Hal ini disampaikan oleh Anggota DPR Hetifah Sjaifudian.

“Camping yang akan dilakukan Presiden Jokowi di kawasan IKN Nusantara, yang dimulai Senin, 14 maret 2022, menjadi symbol dari upaya Jokowi dan Otorita IKN untuk mengambil kabijakan yang berbasis bukti, evidence based policy,” katanya, seperti yang dikutip dari Suaracom. Minggu, 13 maret 2022.

Tujuan dari kegiatan berkemah adalah agar Presiden dan stafnya, termasuk kepala dan wakil kepala otoritas yang ditunjuk, untuk melihat secara langsung keadaan geografis, alam, lingkungan, dan sosial penduduk setempat, memungkinkan untuk terlibat langsung dengan lingkungan.

Oleh karena itu, Hetifah berharap kebijakan pemerintah yang beragam akan mencerminkan realitas tuntutan dan keprihatinan IKN, sehingga menghasilkan kebijakan yang bermanfaat bagi masyarakat.

“Jangan sampai para petinggi IKN hanya bermimpi membangun kota baru yang futuristic, tanpa memperhatikan kondisi real dengan seksama,” ujarnya.

Dia menceritakan kunjungannya saat menijau lokasi IKN secara langsung dan menyempatkan diri berdialog dengan masyarkat Kecamatan Sepaku.

“Memang medan di Sepaku sangat menantang.
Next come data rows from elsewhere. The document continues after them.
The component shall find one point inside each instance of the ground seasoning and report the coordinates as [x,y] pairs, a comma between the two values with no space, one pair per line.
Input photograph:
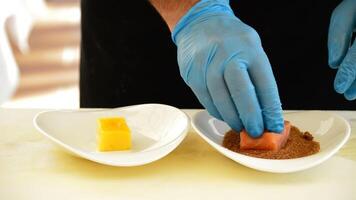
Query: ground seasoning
[298,145]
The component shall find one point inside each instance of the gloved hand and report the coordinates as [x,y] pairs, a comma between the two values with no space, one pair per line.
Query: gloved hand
[223,62]
[341,55]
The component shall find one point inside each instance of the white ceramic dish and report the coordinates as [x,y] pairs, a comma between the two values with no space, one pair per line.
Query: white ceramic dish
[156,130]
[330,130]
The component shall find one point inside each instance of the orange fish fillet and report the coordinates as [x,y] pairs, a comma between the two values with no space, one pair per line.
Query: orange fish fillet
[268,140]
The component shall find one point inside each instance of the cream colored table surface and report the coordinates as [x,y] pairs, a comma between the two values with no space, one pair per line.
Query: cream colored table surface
[31,167]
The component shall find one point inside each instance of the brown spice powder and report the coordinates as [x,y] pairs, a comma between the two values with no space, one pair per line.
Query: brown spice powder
[298,145]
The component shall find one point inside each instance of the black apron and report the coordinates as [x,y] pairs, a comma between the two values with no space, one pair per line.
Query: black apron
[127,56]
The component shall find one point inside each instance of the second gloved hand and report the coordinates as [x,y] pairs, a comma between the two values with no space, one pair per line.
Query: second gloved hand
[342,56]
[223,62]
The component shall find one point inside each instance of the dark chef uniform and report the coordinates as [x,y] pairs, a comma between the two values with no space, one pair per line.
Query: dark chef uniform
[128,57]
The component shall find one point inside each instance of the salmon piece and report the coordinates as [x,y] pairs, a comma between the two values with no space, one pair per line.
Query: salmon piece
[268,140]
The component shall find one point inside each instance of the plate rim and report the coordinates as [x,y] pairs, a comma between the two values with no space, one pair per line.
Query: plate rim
[225,151]
[87,155]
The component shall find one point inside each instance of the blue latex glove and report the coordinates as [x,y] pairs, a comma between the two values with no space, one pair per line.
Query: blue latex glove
[223,62]
[341,55]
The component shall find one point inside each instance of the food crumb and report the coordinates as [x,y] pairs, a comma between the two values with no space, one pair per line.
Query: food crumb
[298,145]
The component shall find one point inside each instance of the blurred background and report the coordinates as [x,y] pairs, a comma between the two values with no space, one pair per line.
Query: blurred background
[39,53]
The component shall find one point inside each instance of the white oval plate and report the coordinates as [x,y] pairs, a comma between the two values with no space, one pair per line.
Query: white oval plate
[156,130]
[330,130]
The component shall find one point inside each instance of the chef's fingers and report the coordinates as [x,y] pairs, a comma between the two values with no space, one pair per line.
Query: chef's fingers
[267,92]
[341,27]
[244,96]
[346,73]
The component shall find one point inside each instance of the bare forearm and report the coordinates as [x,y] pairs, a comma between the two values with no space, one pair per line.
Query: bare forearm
[172,10]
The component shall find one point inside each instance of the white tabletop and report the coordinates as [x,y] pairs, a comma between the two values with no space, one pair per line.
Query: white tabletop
[31,167]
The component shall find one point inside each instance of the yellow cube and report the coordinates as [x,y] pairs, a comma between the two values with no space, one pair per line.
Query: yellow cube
[113,134]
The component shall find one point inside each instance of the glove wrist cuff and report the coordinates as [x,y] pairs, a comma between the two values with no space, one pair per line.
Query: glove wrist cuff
[198,12]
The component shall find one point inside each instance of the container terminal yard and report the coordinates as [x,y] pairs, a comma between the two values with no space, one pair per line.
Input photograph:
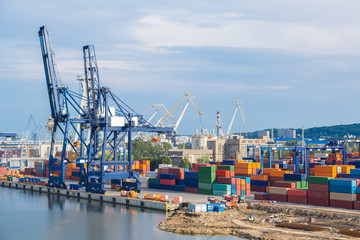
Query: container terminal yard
[213,183]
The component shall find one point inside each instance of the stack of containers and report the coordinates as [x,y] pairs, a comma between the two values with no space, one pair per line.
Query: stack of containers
[207,177]
[57,169]
[297,196]
[259,183]
[343,192]
[154,183]
[197,165]
[318,190]
[221,189]
[47,167]
[244,186]
[327,171]
[179,174]
[40,169]
[278,193]
[191,182]
[261,196]
[68,170]
[355,173]
[141,168]
[167,181]
[355,163]
[298,179]
[229,162]
[243,169]
[115,183]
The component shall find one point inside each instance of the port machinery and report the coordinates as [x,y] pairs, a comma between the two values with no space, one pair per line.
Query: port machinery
[298,150]
[108,119]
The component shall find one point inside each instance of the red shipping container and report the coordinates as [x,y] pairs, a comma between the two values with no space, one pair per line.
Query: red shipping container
[297,193]
[259,196]
[342,204]
[323,195]
[242,175]
[258,188]
[274,178]
[318,187]
[357,205]
[285,184]
[196,165]
[225,180]
[277,197]
[167,181]
[223,173]
[191,190]
[318,201]
[297,199]
[162,170]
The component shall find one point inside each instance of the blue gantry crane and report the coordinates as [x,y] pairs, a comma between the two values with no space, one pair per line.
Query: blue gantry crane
[109,119]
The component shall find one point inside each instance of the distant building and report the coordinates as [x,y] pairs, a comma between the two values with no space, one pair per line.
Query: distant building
[286,133]
[264,133]
[177,155]
[234,147]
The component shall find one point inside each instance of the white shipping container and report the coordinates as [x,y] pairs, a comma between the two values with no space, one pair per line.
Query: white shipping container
[151,174]
[197,207]
[117,121]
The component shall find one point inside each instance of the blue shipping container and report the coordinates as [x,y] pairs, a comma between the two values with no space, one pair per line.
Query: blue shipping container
[167,176]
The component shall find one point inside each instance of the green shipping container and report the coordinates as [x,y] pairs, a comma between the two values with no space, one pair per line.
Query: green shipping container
[205,191]
[207,169]
[319,180]
[207,180]
[222,187]
[221,193]
[304,184]
[206,186]
[154,180]
[206,175]
[298,183]
[226,167]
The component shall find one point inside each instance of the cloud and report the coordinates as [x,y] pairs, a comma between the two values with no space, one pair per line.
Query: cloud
[223,30]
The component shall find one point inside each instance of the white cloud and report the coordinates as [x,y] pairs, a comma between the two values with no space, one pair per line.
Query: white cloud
[223,30]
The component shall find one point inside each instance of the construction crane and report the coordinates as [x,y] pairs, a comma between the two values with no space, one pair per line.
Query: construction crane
[104,152]
[62,101]
[34,136]
[158,108]
[238,107]
[190,99]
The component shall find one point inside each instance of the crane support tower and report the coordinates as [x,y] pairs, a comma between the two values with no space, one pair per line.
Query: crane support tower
[109,119]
Fasilitas public dan pelayanan dasar sosial maupun infrastruktur usaha dan ekonomi yang tersedia di sekitar lokasi IKN pun masih sangat minim,” kata dia.

Berdasarkan fakta di lapangan, pembangunan ibu kota negara baru merupakan tugas berat yang memerlukan kerjasama banyak pihak dan kerjasama lintas sektor.

Ia juga meyakini dengan tidur di Titik Nol Kilometer IKN, Presiden akan melakukan pembicaraan dua arah dengan sejumlah tokoh masyarakat setempat, sehingga meningkatkan penerimaan masyarakat Kalimantan terhadap IKN.